Let’s ask the right questions
Earlier, I talked with a reporter who asked me what I thought of the university. I get called to comment on these things because I am not shy to criticize my employer on the record. For the record, in my assessment, MSU has done well so far. Reporting on how MSU responded is both inevitable and justified. But I told the reporter that I think MSU's organizational response is not the most critical question. The question is why organizations are expected to be prepared for mass violence. Universities are too often sites of violence, but they are always sites of debate where scholars and young people converse on critical social issues. Universities are proving grounds for ideas that make their way into the public sphere. The need for gun control measures and other efforts to correct our culture to de-normalize mass violence is a consensus on campus. Consensus does not mean unanimity of opinion or agreement on what should be done next. But the large majority of the university community - like the majority of the public nationwide - agrees that legislative and cultural change is necessary.

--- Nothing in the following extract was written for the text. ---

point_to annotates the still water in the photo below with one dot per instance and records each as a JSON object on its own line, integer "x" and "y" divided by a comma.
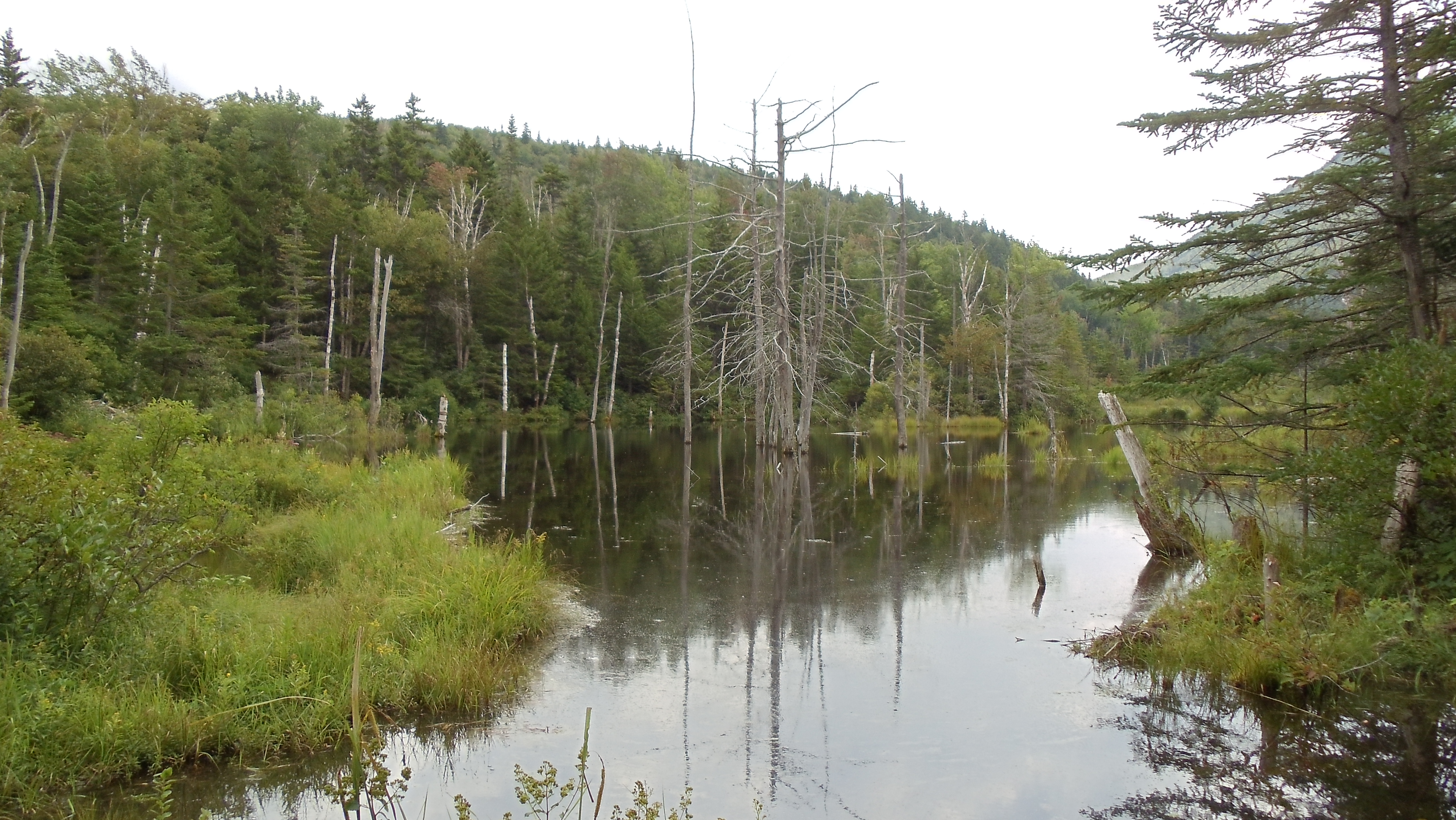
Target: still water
{"x": 868, "y": 636}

The cultural right and GOP have recently increased their attacks on higher education. They often say that universities are sites of groupthink. That is not true. What is true is that people with diverse views have come to the consensus that our gun laws and culture are unacceptable. Because they refuse to accept that consensus, they deflect and say the problem is the university itself. We are a soft target, after all. Too few of us are armed. Maybe we didn't lock the doors. While a rigorous assessment of how MSU responded to the crisis is justified (as it always is), let's center the problem on the organization. The problem is our culture and politics in the USA. Universities are ready and willing to start working on solutions to the problem. Let us do it. Let campus consensus make its way into the public sphere, legislation, and culture.
US higher education, including MSU, is not perfect. It has deep problems. But higher education is also one of the country's most brilliant, successful, and promising institutions. So let our ordinary virtues confront our pathologies.

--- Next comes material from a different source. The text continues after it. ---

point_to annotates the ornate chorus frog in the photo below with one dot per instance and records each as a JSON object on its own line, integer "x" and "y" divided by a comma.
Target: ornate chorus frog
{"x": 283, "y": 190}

Thinking of you all, Brendan. Yes, while I can of course see how politically complex the issue is, from afar it is frustrating that large institutions (higher education, religious bodies, and the like) don't take a bipartisan collective and very loud stand on gun violence.
As you say: "Violence is unlikely to erupt at any particular place at any specific time, but it could happen anywhere at any time." But amid the rightfully angry responses to mass shootings, I read little of the damage that the psyche of fear around the potential for a mass shooting at any given moment must have on students and schoolchildren.